A still from Cordelia Dvorak’s documentary ‘John Berger: The Art of Looking.’
Organizers of the Thessaloniki Documentary Festival will pay tribute to English art critic and author John Berger, who died earlier this year.
Berger, whose groundbreaking 1972 BBC television series and book “Ways of Seeing” is credited with transforming the way in which a generation looked at and understood art, is the subject of two documentary films which will be showcased at the annual event taking place in the northern port city from March 3 to 12.
“The Seasons in Quincy: Four Portraits of John Berger” is a four-part cinematic portrait crafted over five years by his actress friend Tilda Swinton, together with Colin MacCabe, Christopher Roth and Bartek Dziadosz.

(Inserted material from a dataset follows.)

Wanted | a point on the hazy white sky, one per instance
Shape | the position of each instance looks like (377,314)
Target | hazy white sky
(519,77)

Also screening is Cordelia Dvorak’s “John Berger: The Art of Looking,” an intimate take on the man’s personality and work on the occasion of his 90th birthday.
Now in its 19th year, the festival will screen more than 210 documentaries – both shorts and feature-length works – by directors from all over the world.
Meanwhile, the Contemporary Art Center of Thessaloniki (Warehouse B1, Thessaloniki Port) will host an exhibition of original artwork by Berger. The show, organized by TDF and the Contemporary Art Center of Thessaloniki – State Museum of Contemporary Art, is the first of its kind since Berger’s death. Some 30 drawings and paintings, video footage and copies of his books will go on display.
A round-table discussion on Berger’s legacy will take place at the same venue on March 8, starting at 7.30 p.m. Speakers will include Berger’s editor and biographer Tom Overton, and Antonis Kotidis, professor emeritus at the Aristotle University of Thessaloniki’s Art History Department.
A committed Marxist and vehement critic of capitalism, Berger trained as a painter, but soon turned his hand to writing. He worked as an art critic for the New Statesman for 10 years.
Berger’s novel “G” bagged Britain’s prestigious Booker Prize in 1972. Reacting to reports of slave labor that had enriched the sponsor Booker McConnell, Berger famously pledged to donate half his prize money to the Black Panthers, who were, as he put it, “the black movement with the socialist and revolutionary perspective that I find myself most in agreement with in this country.”
“He showed us how to see, not as individuals, but together,” BBC arts editor Will Gompertz said on the news of Berger’s death. “He showed us how to see art not as a relay race of individual geniuses but as a kind of companionship.”
Having lived for many years in a farmhouse in the French Alps near Mont Blanc, Berger died in Paris in early January. He was 90 years old.